The order line always seems to have several customers waiting.

When I arrived, about four customers were standing in a line in front of the order window that had been partitioned with plexiglass (to create the social distancing important during the pandemic). As I stopped to read a handwritten menu on a wall, another customer came in and joined the line, so I moved behind him as I continued to read. About 10 minutes went by before I could step up to the window and order. It was definitely not fast food, but everyone was patient.

The high sanitation rating over the menu board is a tribute to Mrs. Grady's medical experience.

Behind the window in the kitchen were about five staff members, including the matriarch, Mrs. Gerri (short for Geraldine) Grady, who owns and operates the business with her husband Steve, the pitmaster. She wrote down the orders, took payment, and checked to make sure that they were complete before handing them to customers. Just about every order was for hand-chopped pork barbecue, but turkey, chicken, hamburger steak, and more were also available.

My barbecue dinner with collards, butter beans, and hushpuppies.

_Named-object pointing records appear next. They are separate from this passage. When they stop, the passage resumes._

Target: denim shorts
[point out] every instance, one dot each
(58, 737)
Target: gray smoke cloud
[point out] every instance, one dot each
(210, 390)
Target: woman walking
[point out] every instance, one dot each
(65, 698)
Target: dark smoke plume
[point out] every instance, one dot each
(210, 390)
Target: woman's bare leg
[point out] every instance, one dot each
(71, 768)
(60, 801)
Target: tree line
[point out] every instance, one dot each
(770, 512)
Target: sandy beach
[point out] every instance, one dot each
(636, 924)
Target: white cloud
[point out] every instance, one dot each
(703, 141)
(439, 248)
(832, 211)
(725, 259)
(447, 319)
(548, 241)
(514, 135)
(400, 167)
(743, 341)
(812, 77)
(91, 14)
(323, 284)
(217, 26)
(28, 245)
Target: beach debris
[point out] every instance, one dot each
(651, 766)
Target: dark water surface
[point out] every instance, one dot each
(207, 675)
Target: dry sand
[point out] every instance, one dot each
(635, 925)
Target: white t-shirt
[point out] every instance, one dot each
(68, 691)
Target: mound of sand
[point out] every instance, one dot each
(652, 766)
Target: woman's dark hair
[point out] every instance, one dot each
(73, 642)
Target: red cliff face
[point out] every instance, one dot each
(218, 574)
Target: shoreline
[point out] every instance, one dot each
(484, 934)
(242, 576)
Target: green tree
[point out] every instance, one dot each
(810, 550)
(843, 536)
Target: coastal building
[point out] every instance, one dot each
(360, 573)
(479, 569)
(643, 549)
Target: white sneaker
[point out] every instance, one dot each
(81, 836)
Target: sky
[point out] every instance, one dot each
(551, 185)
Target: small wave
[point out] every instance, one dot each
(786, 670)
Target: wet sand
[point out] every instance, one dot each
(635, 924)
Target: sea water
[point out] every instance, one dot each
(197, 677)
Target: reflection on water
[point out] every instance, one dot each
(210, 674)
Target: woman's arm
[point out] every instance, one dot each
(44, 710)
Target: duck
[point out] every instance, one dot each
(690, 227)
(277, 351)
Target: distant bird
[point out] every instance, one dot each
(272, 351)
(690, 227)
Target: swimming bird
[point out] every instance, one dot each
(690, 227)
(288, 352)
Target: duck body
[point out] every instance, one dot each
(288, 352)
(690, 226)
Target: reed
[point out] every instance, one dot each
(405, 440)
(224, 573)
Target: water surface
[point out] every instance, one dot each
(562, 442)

Because Grady’s is so famous, I ordered what a typical newcomer orders: barbecue. It was perfect — appropriately sauced in the vinegary eastern North Carolina style. I ordered a barbecue dinner so that I could have two sides and hushpuppies. Nine sides — black-eyed peas, boiled potatoes, coleslaw, potato salad, cabbage, collards (also sold by the pound), butter beans, rice and gravy (yes, that’s a vegetable in eastern N.C.), and green beans — were available. (My choices? Collards and butter beans. So homemade, just like a family reunion!)

Mrs. Grady keeps everything at the order counter moving.

The sides are numerous for such a limited menu. Can you imagine anyone ordering a vegetable plate at a legendary barbecue place? One day I might have to order one (and take the barbecue home). Mrs. Grady has adapted family recipes to serve on a larger scale. As she told Our State magazine, “I try to cook like her [my mother], my grandmother, and my mother-in-law. They were three good cooks.”

My wife's order of fried chicken, cabbage, potato salad, and hushpuppies.

My wife ordered fried chicken with cabbage and potato salad, also with hushpuppies. All were excellent. Because I was saving room for banana pudding, I was disappointed to find out that all had been sold. I settled for a layer chocolate cake, but never has a second choice been so good. I also took home a whole sweet potato pie. Oh, my. It’s one of the best pies I’ve had. Although I’ll return again for the barbecue, banana pudding will be my first selection when I do.

Open only four days a week, Grady's loads oak and hickory coals early on those mornings in its pit built with bricks that form an eight-inch wall. In the afternoons, the pit is quiet.

Grady’s BBQ is a destination for a lot of people — just about everyone is a local but occasionally someone like myself drives for two hours to taste the best of the best. So many have acknowledged the importance of Grady’s in North Carolina’s barbecue history that finally being there makes it seems like I’ve hit a home run. Not even a pandemic can dampen the enthusiasm for being at a barbecue legacy.

Save room for dessert, or take a whole pie home with you.